Back in the dressing room, Lefebvre’s publicist, Sharon Szmolyan, brags about the number of hits in L.A. Mike Bell’s Calgary Herald Lefebvre profile is getting. I guess she’s on the gravy train, too, collecting simoleons.
“When are we going to see you in L.A., John?” Szmolyan’s job is to get Lefebvre ink in Canada. For the U.S., he enlisted Shore Fire, an expensive, big-time publicity machine. It represents Bruce Springsteen, to name one superstar. The Canadian and American entities may or may not talk to one another.
Around 7:15 p.m. I sit down in one of the movable chairs that have been placed beside the soundboard at the back of the auditorium. People file in. There are an awful lot of people here for the opening act. Lefebvre has invited friends and family, sure. “I can’t believe it,” someone says, “he actually filled the place up.” It’s true. Not every one of the 1,800 seats, but Lefebvre has a good crowd on hand for his first show. The band walks on. Applause. Lefebvre walks on. More applause.
“Hi, Mom … you here? I’ve got a song for you later.”
Silence.
“Any of you ever done this before?”
Silence.
No, and neither has Lefebvre. He flubs the first line of “Painted Pony.” There is no instrumental introduction to the song, so his vocal is supposed to come in at once. He misses the post and catches the second line. It’s embarrassing, but no big deal. It won’t be perfect.

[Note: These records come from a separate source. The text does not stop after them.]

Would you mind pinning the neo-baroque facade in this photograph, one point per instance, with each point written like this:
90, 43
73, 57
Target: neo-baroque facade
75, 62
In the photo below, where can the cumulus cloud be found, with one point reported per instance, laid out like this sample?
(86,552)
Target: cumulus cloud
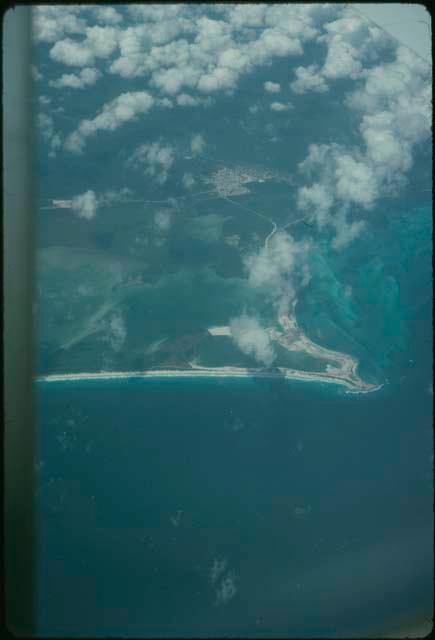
(185,55)
(188,181)
(279,269)
(116,332)
(99,42)
(86,78)
(50,23)
(394,105)
(280,106)
(352,44)
(197,144)
(308,79)
(111,197)
(115,113)
(163,220)
(36,74)
(186,50)
(272,87)
(107,15)
(85,205)
(45,124)
(252,338)
(155,158)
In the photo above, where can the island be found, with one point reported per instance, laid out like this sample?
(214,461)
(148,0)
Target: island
(341,368)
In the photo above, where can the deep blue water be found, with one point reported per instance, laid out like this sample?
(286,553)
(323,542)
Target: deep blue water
(320,502)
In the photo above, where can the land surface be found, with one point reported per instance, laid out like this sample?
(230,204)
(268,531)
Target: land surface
(341,368)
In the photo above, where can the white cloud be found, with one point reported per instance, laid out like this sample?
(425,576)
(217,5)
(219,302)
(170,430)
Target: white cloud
(227,589)
(188,181)
(51,23)
(394,104)
(86,78)
(115,113)
(107,15)
(111,197)
(85,205)
(197,144)
(163,220)
(156,158)
(252,338)
(45,124)
(36,75)
(351,43)
(99,42)
(308,79)
(279,268)
(116,331)
(272,87)
(280,106)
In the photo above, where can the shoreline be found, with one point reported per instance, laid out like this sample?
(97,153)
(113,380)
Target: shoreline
(203,372)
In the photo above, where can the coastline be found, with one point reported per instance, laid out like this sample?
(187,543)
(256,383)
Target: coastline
(210,372)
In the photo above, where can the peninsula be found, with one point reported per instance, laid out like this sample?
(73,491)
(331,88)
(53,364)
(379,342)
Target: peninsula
(341,368)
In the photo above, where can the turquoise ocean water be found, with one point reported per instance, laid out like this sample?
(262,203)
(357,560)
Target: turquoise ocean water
(320,503)
(317,503)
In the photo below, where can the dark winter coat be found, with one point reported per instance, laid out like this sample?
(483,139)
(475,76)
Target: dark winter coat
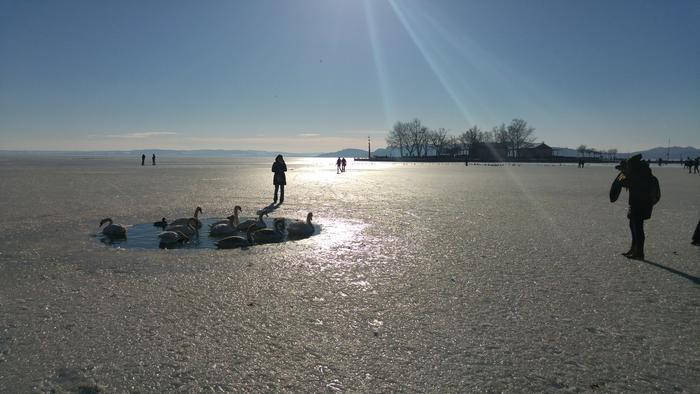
(643,193)
(279,169)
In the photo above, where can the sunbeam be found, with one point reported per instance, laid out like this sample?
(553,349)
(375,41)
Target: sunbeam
(390,114)
(434,66)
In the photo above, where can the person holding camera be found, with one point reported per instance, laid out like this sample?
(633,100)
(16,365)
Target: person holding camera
(644,192)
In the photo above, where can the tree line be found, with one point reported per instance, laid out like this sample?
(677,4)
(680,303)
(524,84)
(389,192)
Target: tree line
(414,139)
(600,154)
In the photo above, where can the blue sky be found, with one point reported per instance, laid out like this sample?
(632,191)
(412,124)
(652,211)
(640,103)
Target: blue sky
(312,76)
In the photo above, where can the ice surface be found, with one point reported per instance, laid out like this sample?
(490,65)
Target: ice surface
(426,277)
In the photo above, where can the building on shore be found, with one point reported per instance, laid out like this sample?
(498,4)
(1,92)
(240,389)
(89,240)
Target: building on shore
(537,152)
(488,151)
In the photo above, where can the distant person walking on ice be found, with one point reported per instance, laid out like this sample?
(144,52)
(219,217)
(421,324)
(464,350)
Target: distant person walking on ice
(696,235)
(635,175)
(279,167)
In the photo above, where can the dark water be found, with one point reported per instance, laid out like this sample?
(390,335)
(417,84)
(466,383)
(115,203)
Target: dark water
(145,236)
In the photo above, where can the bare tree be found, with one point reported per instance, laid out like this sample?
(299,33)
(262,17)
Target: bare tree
(438,140)
(500,135)
(471,137)
(581,150)
(416,137)
(520,135)
(398,137)
(453,146)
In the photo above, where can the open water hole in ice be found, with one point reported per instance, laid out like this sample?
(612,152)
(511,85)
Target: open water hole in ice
(145,236)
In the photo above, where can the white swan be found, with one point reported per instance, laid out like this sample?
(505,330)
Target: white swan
(113,230)
(236,241)
(268,235)
(236,222)
(228,228)
(189,229)
(183,221)
(172,237)
(250,222)
(300,228)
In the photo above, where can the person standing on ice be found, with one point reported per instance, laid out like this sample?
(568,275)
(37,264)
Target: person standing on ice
(279,167)
(635,176)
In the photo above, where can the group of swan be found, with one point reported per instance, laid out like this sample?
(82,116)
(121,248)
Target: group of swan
(256,232)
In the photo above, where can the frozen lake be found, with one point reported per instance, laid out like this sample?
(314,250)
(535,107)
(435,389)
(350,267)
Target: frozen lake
(425,277)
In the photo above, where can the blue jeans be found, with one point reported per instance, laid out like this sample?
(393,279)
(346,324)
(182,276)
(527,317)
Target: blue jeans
(279,188)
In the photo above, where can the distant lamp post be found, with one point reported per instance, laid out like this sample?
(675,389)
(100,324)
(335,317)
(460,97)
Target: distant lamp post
(369,148)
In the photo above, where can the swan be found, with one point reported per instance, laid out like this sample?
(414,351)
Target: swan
(236,209)
(227,228)
(250,222)
(113,230)
(268,235)
(183,221)
(300,228)
(237,241)
(189,230)
(172,237)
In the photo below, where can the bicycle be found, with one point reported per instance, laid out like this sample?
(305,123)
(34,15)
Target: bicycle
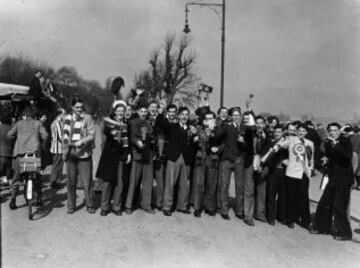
(30,165)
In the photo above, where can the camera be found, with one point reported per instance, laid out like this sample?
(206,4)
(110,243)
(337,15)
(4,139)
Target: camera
(205,88)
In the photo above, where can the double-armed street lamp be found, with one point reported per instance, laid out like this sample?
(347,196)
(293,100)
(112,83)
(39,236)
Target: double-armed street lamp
(213,7)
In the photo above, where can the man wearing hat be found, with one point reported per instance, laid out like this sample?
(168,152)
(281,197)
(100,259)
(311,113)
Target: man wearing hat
(235,139)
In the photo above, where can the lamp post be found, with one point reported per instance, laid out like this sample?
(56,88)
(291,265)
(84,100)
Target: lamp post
(187,30)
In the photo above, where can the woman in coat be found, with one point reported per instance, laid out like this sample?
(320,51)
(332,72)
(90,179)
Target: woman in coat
(113,158)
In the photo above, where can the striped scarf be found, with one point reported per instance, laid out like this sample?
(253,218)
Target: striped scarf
(122,135)
(73,128)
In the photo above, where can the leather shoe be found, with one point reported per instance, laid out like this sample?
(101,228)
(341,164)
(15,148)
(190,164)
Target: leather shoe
(104,212)
(70,211)
(55,185)
(184,211)
(249,222)
(342,238)
(260,219)
(167,213)
(150,211)
(12,204)
(90,210)
(290,225)
(128,211)
(117,212)
(210,212)
(197,213)
(38,203)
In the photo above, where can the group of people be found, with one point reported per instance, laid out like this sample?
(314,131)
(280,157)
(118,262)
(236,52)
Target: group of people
(190,163)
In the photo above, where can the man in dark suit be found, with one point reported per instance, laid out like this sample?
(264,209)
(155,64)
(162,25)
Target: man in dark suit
(335,200)
(142,164)
(178,155)
(233,135)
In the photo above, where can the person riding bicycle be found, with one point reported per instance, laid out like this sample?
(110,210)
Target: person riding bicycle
(30,135)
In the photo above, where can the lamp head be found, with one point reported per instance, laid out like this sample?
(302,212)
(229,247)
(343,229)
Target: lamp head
(186,29)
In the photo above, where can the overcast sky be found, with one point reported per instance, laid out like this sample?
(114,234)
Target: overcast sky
(296,56)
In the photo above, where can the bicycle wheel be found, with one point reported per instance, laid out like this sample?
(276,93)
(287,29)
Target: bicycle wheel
(29,197)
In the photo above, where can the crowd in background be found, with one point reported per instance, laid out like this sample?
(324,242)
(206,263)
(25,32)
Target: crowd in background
(155,157)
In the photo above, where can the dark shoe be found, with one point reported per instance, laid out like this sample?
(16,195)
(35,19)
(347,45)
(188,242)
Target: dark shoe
(117,212)
(187,211)
(70,211)
(150,211)
(90,210)
(262,219)
(38,203)
(290,225)
(210,212)
(315,231)
(12,204)
(104,212)
(55,186)
(197,213)
(249,222)
(128,211)
(167,213)
(342,238)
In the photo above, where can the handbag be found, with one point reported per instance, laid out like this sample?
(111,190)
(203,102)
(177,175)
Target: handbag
(30,162)
(74,152)
(324,181)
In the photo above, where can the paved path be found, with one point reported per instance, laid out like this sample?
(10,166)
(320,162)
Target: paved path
(55,239)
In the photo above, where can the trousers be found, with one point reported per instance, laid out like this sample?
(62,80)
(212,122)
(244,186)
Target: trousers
(140,174)
(57,168)
(205,186)
(298,204)
(81,168)
(176,171)
(276,195)
(113,191)
(334,202)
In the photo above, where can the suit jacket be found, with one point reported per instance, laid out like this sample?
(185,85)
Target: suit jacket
(228,134)
(5,144)
(29,134)
(140,154)
(179,140)
(340,167)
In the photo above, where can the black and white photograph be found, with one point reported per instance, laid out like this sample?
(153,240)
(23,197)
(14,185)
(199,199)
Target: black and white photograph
(179,133)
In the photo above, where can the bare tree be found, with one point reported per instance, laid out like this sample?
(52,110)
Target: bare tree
(171,73)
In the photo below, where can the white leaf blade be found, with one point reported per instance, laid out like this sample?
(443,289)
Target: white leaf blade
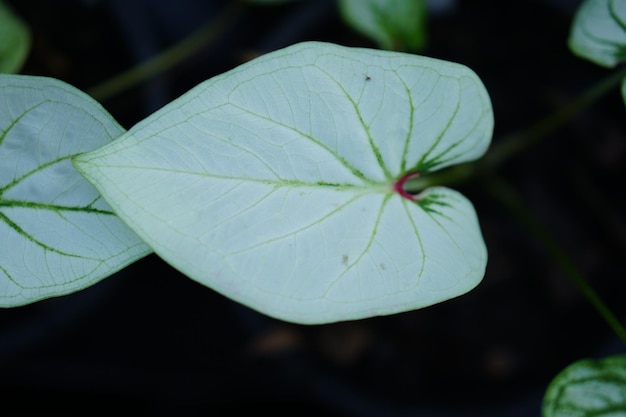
(290,209)
(57,234)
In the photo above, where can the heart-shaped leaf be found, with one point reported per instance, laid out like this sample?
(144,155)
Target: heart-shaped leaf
(392,24)
(280,183)
(57,235)
(588,388)
(15,40)
(599,32)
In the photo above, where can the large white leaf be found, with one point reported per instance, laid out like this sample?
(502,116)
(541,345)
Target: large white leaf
(599,32)
(278,183)
(57,235)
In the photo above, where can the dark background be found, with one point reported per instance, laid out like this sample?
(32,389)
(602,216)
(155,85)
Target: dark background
(150,341)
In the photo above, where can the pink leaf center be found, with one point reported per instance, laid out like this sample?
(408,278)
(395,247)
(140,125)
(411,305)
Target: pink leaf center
(399,185)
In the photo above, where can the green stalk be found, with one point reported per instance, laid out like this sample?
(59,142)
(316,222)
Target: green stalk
(515,143)
(508,197)
(168,58)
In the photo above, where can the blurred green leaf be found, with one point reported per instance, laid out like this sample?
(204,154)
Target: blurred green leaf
(14,40)
(398,25)
(588,388)
(599,32)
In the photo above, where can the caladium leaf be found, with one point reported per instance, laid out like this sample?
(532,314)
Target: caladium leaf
(15,40)
(57,235)
(280,183)
(392,24)
(588,388)
(599,32)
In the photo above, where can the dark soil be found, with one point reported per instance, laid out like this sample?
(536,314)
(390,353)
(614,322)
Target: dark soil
(148,340)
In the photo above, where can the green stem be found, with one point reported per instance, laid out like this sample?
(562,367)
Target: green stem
(166,59)
(512,144)
(506,195)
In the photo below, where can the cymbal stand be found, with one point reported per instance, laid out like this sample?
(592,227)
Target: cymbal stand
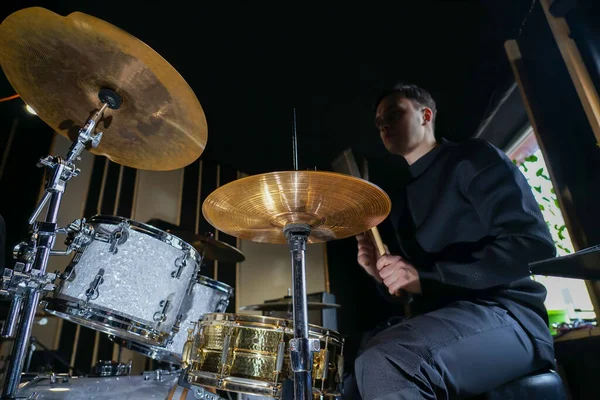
(29,278)
(301,346)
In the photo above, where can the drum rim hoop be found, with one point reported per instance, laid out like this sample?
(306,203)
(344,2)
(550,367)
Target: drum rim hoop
(214,284)
(62,308)
(261,319)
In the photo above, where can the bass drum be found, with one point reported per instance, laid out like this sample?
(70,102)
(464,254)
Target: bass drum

Lefebvre introduces each song, which starts to disrupt the rhythm of the show. For instance, he introduces the song he calls “Theme” as, “My friend Danny told me this joke. There’s a typo in that title. It’s actually ‘The Me.’” It might have been funnier when Danny said it.
Lefebvre’s band is lively and tight — not tight to its standards, but not bad for a first night. The leader has chosen mostly rock-oriented material — country rock, country swing, fifties jive-rock — to showcase his songwriting. When you have only forty minutes, hit them between the eyes seems to be the rationale. Just two ballads in his twelve-tune set — nothing like the ratio on his albums.
He introduces “Juice,” one of his booze songs: “You guys heard of Hank Snow? ‘I’ve Been Everywhere’? This is my tribute: ‘I Quit Everywhere.’ It’s a sixty-year-old’s rebel yell.” Lefebvre confesses he can’t stop drinking expensive wine. He’ll give up every other kind of booze, gladly, but don’t even try to stop him from ordering a several-hundred-dollar bottle of wine or two in a restaurant.
“Wakes and Dreams,” Lefebvre’s Procol Harum — influenced tune, sounds forced. No one in the band can get a purchase on the herks and jerks. It’s too fast to be an effective evocation of Procol, but the audience stays with Lefebvre. He’s getting through the set and the band is right there for him. And then there’s the strangest interlude. About two-thirds of the way through, Lefebvre leaves the stage. The band wonders what’s up. Is he coming back? Hey, we’re hanging out to dry here, Johnny. Don’t do this to us! After a lull, which is probably only a minute but seems interminable in concert time, Lefebvre bursts back on stage wearing a new jacket. Maybe it’s his James Brown moment, leaving the stage only to claw his way back. Can’t keep a greedy man down and all that. But Brown and Bobby Byrd had that routine worked out down to the last detail. Here we have either a wardrobe malfunction or a pee break.